G/özlük numaramın arttığına vakıfım son birkaç senedir ve ben eskide kalan düşük gözlük numaramın yasını tutuyorum.

Doktora gitme lüksü tanımıyorum kendimde hele ki mikrop dolu bir gözlük ölçümüne sıcak bakmıyorum ama soğuktan buz kesmiş ellerim başka şeyler söylüyor bana.

İçimdeki gam yüklü notalar bu da yetmezmiş gibi piyano çaldığım günleri özlüyorum.

Telaşla yazıyorum. Aslında hayır!

Telaşla mı seviyorum peki durduk yere?

Bu da yanlış soru ve cevabı şıksız yine de şık bir cevap arayışındayım.

Gidip gelmelerle bozmuşken aklımı umursamıyorum da artık gitme ihtimali olanları ben kovuyorum kapıdan bacaya geçirdiğim o devasa şapka sayesinde içeri girmelerini de engellemiş iken.
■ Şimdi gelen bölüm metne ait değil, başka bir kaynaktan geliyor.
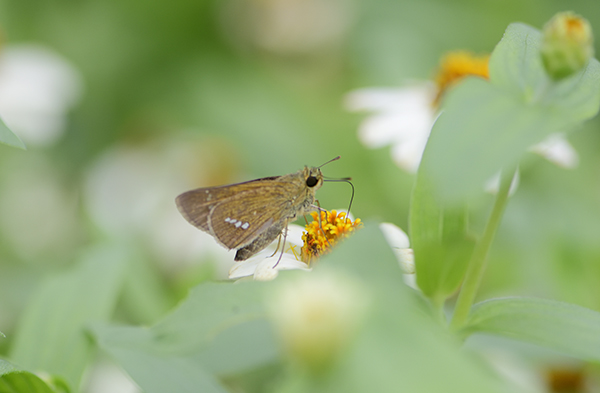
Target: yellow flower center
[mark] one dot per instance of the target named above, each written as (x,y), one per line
(454,66)
(321,236)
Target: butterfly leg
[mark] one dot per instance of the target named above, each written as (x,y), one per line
(261,242)
(278,243)
(321,222)
(283,249)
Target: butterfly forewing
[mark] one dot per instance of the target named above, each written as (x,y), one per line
(237,221)
(236,217)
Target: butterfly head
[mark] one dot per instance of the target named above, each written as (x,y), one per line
(313,178)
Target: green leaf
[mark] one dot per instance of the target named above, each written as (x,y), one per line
(14,380)
(482,130)
(487,126)
(50,335)
(516,66)
(9,138)
(564,327)
(219,329)
(439,240)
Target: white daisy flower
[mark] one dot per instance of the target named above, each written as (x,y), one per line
(403,117)
(303,245)
(398,241)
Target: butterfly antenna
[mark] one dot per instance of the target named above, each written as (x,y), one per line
(333,159)
(345,180)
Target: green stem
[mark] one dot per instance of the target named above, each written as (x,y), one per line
(478,258)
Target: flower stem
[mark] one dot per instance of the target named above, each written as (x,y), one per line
(478,258)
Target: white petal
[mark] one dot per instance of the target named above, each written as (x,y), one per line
(245,268)
(259,264)
(398,241)
(265,271)
(557,150)
(390,99)
(395,236)
(407,155)
(492,185)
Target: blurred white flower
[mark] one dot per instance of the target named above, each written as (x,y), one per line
(37,89)
(262,265)
(316,317)
(404,117)
(557,150)
(130,194)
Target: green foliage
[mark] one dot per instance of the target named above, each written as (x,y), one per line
(564,327)
(440,241)
(9,138)
(219,329)
(14,380)
(57,315)
(486,126)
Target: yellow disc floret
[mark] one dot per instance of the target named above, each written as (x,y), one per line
(322,234)
(456,65)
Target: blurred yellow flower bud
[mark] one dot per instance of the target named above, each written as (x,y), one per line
(316,318)
(567,45)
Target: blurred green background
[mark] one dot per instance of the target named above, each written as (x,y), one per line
(182,94)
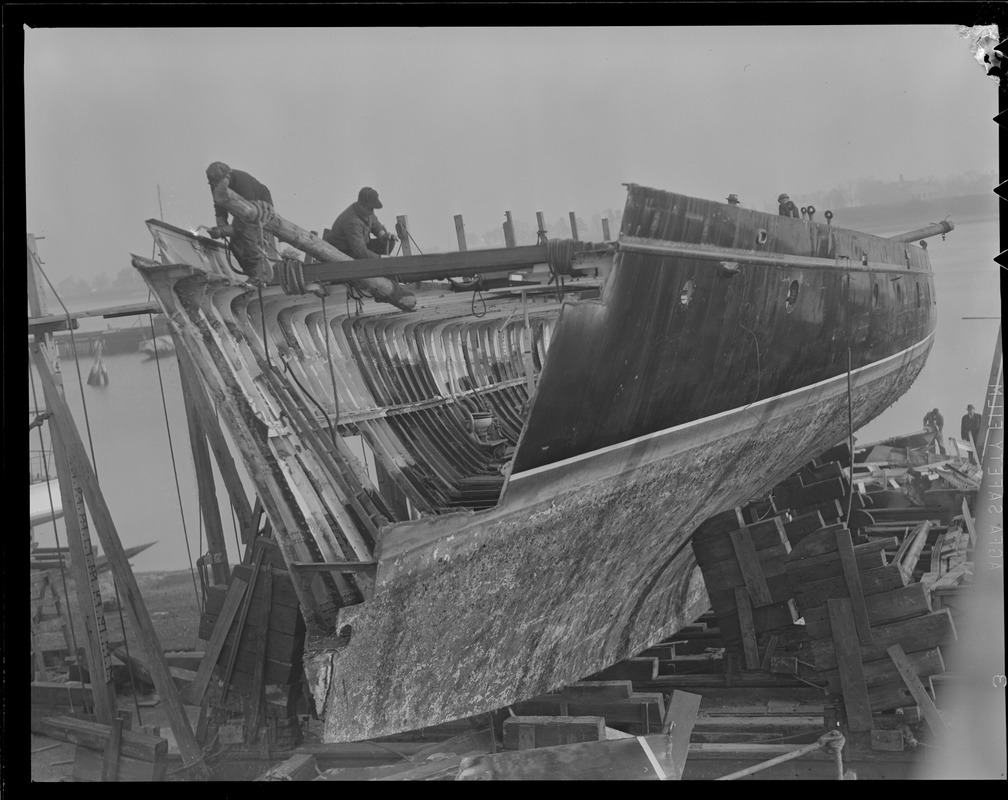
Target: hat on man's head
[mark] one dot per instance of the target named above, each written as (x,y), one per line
(368,196)
(217,171)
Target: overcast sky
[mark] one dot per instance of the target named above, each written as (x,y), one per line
(477,121)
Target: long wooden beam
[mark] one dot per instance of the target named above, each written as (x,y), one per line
(451,265)
(111,544)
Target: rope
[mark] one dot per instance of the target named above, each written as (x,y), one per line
(55,529)
(94,461)
(174,470)
(329,358)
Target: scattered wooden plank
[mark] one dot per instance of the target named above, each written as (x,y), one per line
(916,688)
(236,592)
(598,690)
(110,759)
(301,767)
(525,732)
(749,648)
(752,569)
(852,677)
(845,548)
(629,669)
(88,766)
(915,634)
(95,736)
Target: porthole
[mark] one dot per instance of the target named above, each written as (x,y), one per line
(686,294)
(792,296)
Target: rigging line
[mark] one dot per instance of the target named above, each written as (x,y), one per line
(174,469)
(55,530)
(234,521)
(94,462)
(329,358)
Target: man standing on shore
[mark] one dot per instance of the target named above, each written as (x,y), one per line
(970,430)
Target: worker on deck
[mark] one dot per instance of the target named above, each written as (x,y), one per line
(252,246)
(935,422)
(353,230)
(970,427)
(786,207)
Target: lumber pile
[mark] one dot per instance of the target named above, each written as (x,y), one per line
(250,678)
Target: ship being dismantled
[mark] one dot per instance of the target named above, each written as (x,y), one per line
(535,460)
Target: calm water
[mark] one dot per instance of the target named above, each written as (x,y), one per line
(134,462)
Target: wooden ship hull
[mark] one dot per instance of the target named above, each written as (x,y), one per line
(464,566)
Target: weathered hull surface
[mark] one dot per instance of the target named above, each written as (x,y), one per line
(714,364)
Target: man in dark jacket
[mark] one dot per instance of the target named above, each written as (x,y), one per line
(352,230)
(934,421)
(970,426)
(786,207)
(247,242)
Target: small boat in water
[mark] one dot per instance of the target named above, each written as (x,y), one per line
(645,386)
(159,346)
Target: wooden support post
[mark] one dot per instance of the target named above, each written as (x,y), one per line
(508,230)
(130,591)
(206,487)
(240,628)
(541,233)
(75,518)
(206,409)
(258,684)
(236,591)
(852,676)
(752,570)
(746,627)
(110,764)
(404,237)
(852,576)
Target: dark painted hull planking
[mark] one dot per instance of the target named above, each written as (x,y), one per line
(650,415)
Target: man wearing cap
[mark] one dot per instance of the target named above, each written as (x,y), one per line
(352,230)
(245,240)
(935,422)
(970,426)
(786,207)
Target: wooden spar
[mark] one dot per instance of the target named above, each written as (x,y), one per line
(457,265)
(923,233)
(205,480)
(132,598)
(381,288)
(76,521)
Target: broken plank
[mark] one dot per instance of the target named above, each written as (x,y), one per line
(629,669)
(916,688)
(524,732)
(914,634)
(95,736)
(235,594)
(852,677)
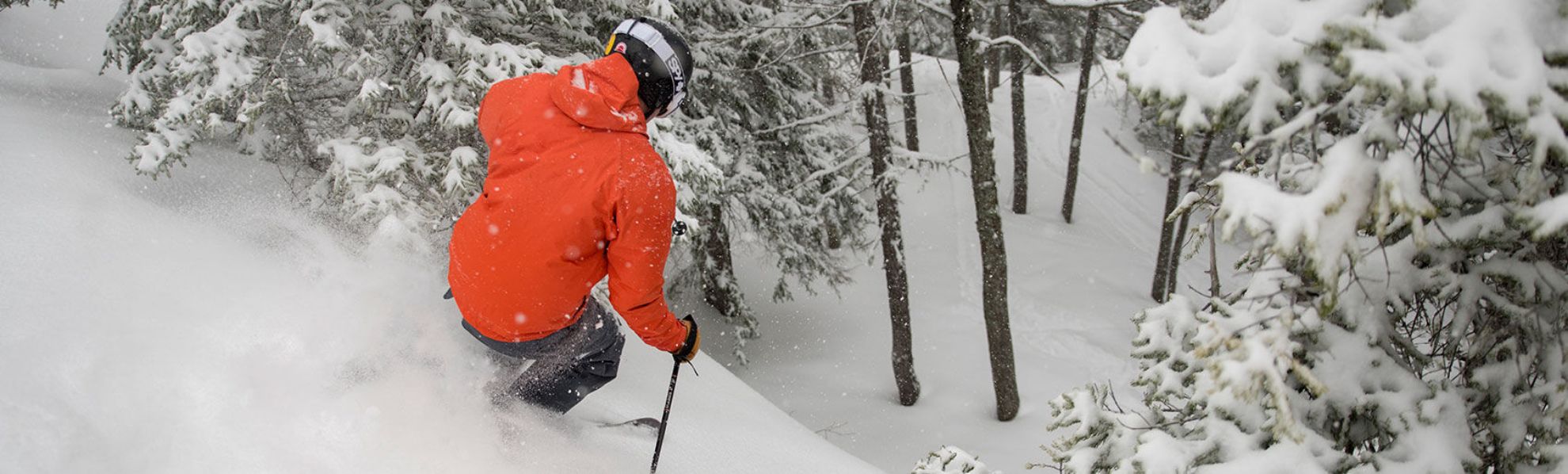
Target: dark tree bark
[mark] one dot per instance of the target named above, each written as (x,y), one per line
(1019,129)
(911,123)
(995,54)
(718,286)
(988,222)
(1163,259)
(830,224)
(1181,227)
(873,62)
(1075,148)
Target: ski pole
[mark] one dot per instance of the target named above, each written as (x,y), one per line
(664,422)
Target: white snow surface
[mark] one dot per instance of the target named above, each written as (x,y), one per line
(1073,289)
(201,323)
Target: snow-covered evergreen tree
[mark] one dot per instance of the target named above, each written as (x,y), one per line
(1402,181)
(369,112)
(367,109)
(950,461)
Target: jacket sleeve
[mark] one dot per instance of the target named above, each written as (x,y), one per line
(641,216)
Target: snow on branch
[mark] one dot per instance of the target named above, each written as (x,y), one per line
(987,43)
(811,120)
(1087,3)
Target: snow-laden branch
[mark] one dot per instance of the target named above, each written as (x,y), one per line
(935,8)
(1087,3)
(987,43)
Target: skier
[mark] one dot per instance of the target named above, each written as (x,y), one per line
(574,192)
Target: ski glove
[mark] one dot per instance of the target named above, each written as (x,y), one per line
(692,344)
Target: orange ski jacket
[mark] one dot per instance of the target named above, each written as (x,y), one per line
(574,192)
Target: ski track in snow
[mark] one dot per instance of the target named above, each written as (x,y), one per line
(201,323)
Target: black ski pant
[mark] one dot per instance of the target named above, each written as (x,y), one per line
(566,366)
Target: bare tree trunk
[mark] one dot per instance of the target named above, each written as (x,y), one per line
(830,224)
(873,62)
(1078,115)
(718,286)
(1019,129)
(1172,193)
(988,222)
(995,54)
(1214,264)
(1181,228)
(911,123)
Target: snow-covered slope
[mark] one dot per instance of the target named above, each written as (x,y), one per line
(1073,289)
(200,323)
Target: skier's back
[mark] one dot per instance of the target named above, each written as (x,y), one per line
(574,192)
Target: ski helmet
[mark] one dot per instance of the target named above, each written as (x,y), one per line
(660,60)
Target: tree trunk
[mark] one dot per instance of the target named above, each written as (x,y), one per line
(1019,131)
(1181,227)
(1078,115)
(1159,291)
(911,123)
(988,222)
(995,54)
(873,62)
(718,281)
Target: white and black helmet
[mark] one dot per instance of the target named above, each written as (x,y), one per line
(659,57)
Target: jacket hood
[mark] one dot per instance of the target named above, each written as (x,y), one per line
(601,94)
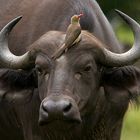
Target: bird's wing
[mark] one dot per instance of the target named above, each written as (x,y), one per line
(71,36)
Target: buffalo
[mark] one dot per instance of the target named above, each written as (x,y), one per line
(81,95)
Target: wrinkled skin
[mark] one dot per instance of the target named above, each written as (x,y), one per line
(99,95)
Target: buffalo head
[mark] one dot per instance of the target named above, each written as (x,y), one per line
(69,87)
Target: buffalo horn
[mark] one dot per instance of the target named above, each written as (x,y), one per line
(7,59)
(129,57)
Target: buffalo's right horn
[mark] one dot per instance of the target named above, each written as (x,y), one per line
(7,59)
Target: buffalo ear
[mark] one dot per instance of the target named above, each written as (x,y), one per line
(122,84)
(16,86)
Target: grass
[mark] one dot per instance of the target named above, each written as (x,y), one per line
(131,127)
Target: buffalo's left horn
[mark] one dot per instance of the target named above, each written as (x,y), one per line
(7,59)
(113,59)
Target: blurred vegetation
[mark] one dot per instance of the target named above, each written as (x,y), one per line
(130,7)
(131,126)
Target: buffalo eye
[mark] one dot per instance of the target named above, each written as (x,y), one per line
(87,68)
(39,70)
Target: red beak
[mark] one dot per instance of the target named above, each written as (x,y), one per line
(80,15)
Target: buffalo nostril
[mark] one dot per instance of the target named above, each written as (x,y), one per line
(67,108)
(44,108)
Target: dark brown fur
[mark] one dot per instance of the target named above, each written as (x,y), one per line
(102,94)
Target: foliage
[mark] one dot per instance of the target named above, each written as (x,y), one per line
(131,127)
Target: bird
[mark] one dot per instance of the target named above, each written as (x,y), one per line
(73,35)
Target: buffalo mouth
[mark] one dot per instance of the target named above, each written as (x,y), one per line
(61,121)
(60,124)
Sözcük enflasyonunda en çok iş yapan favori sözcüklerden yana da kaygılı değilim sanırım boşa düştüğümün ertesi başa dönmeyi de ertelediğim zamanın d/okunaklı satırlarında ip atlıyorum.

Saçıma takılı flörtüm rüzgâr hani sağanak öncesi gözleri kararan bulutlar gibi ve ben bu rüzgâra aşığım üstelik kim/ne olduğuna dair bir fikrim olmadığı gibi kuyruk acısı da yok bu rüzgârın.

Mentollü bir özlemle karıncalanan aklıma komut veriyorum:

‘’Düşünmeyi kes.’’

İmla hatalarını da asla sevmez ve inanılmaz sinir olurken.

A, bir de ima yoluyla bana laf sokanlar.

Yok, efendim neymiş?

İyi de tüm bunlardan bana ne? İstediğimi yapar yazar ve severim üstelik bonus olarak nefret ettiklerim için de ayrı bir dosya açmışken ve dost furyasında sevecen sözcükler kesilmiş rahmetini esirgerken sözüm ona sevgi dolu insanlar.

Karnım tok artık boş sözlere ya da içi dolu dolu kıpırtılarla hanemin kapısını çalanlar ya da metazori baskın yapmaya yeltenenler.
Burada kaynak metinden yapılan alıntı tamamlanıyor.